Special Assistant to Prime Minister for Tribal Affair
- Incumbent
- Assumed office 8 March 2025
- President: Asif Ali Zardari
- Prime Minister: Shehbaz Sharif

Member of the National Assembly of Pakistan
- Incumbent
- Assumed office 13 May 2024
- Constituency: NA-8 Bajaur

Personal details
- Party: ANP (2025-present)
- Other political affiliations: PMLN (2024-2025) PTI (2024-2024)
- Relatives: Rehan Zeb Khan (brother)

= Mubarak Zeb Khan =

Member of the National Assembly of Pakistan from Bajaur (2024–2029)

Mubarak Zeb Khan (مبارک زیب خان) is a Pakistani politician who has been a member of the National Assembly of Pakistan since August 2024.

==Political career==
Khan won the 2024 Pakistani by-elections from National Assembly of Pakistan constituency NA-8 Bajaur as an independent candidate supported by Pakistan Tehreek-e-Insaf (PTI). He received 74,008 votes while runner up Gul Zafar Khan of Independent (politician) candidate (PTI) Supported Pakistan Tehreek-e-Insaf, received 47,282 votes. He also won from PK-22 Bajaur-IV constituency of Provincial Assembly of Khyber Pakhtunkhwa during the same election.
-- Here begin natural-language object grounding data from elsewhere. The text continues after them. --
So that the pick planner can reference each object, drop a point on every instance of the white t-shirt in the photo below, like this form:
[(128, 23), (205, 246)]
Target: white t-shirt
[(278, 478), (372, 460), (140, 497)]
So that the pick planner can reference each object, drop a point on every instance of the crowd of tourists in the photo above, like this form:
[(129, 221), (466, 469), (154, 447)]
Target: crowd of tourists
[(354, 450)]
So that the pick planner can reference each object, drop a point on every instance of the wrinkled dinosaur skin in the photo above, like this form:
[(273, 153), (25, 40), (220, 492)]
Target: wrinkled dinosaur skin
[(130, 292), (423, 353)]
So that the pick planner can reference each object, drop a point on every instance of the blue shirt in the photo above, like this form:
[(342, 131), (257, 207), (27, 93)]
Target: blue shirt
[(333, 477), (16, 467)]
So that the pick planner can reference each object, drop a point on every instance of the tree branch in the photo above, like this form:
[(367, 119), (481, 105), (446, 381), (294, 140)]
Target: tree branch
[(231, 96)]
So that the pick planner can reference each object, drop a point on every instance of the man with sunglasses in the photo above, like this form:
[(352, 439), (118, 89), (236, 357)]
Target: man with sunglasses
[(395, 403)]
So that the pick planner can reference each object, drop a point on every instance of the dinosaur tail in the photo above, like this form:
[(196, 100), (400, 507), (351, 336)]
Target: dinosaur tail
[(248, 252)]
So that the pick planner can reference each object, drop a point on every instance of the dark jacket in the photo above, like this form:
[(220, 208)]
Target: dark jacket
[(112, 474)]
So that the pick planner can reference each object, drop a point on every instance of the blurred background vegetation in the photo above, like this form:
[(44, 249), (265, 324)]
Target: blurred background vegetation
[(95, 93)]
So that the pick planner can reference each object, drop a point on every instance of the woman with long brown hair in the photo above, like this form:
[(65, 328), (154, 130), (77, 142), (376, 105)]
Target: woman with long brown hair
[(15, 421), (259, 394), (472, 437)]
He received 23,386 votes as an PTI while the runner up Abid Khan of JI received 10,477 votes.

On 14 June 2025, his residence in Bajaur district was fired upon by a rocket, partially damaging the entrance. According to security officials, this was not the first time Khan had been targeted, previously on 14 May an explosion destroyed the gate of the same house.